I would like to preface the actual techniques in saying that they are nothing you don’t already know how to do, or perhaps already do. What good would it do any of us if these techniques were hard and difficult to learn? Dealing with our fear is hard enough. I think sometimes we just want to make things more difficult than they really are (or at least I do…)
First, you must realize that fear is present. That’s it. Fear is here! (that rhymes). Don’t be scared.
Still Spots…
- Grounding – Begin to feel your feet on the earth. Feel your sitting bones on the chair.
- Breathe – Slow, deep and full.
- Touch in – Place a hand over the heart or perhaps over your navel.
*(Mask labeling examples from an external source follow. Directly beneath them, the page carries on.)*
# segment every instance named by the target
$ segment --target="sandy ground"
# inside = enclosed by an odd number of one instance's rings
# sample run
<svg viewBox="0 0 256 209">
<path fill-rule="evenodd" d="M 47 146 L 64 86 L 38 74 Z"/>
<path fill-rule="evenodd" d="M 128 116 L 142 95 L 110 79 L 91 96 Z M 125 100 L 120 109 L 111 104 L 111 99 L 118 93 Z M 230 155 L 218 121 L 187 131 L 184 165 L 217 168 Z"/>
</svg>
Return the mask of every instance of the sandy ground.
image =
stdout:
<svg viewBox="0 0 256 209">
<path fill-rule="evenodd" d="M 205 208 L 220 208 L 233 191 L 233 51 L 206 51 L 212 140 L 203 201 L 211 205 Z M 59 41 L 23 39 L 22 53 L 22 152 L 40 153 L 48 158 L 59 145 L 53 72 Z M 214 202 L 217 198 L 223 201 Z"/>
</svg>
- Use a loving kindness message – Say to yourself – May I be safe, May I be peaceful.
Keep moving from your thoughts to an anchor, from your thoughts, to an anchor. The reality is that you will probably not be able to stay anchored in a still spot for very long at first.
One second? A half a second? One inhale… May I be…. (and not even get the rest of the statement out) before you are back in the grip and patterning of fear. And, that is ok!
Don’t give up. Just keep going back to one of your still spots, trusting and knowing that your sandbar is there. Be determined. Even just 30 seconds of this work can help to dramatically interrupt a life pattern and open a doorway to freedom.
“The whole of spiritual life is to meet our edge and soften.”
~ Chogyam Trungpa Rinpoche
(again and again and again and again)
No one said this would be easy. As we continue on our collective journey – let us together know that we are all doing this work, supporting one another in the name of freedom and in pursuit of an inner revolution.
I used to distract myself by making things harder than they were. I used to want a “one fix” answer. The truth is that there is only one answer – WE are the ones who seem to forget it and show up again and again with the same question.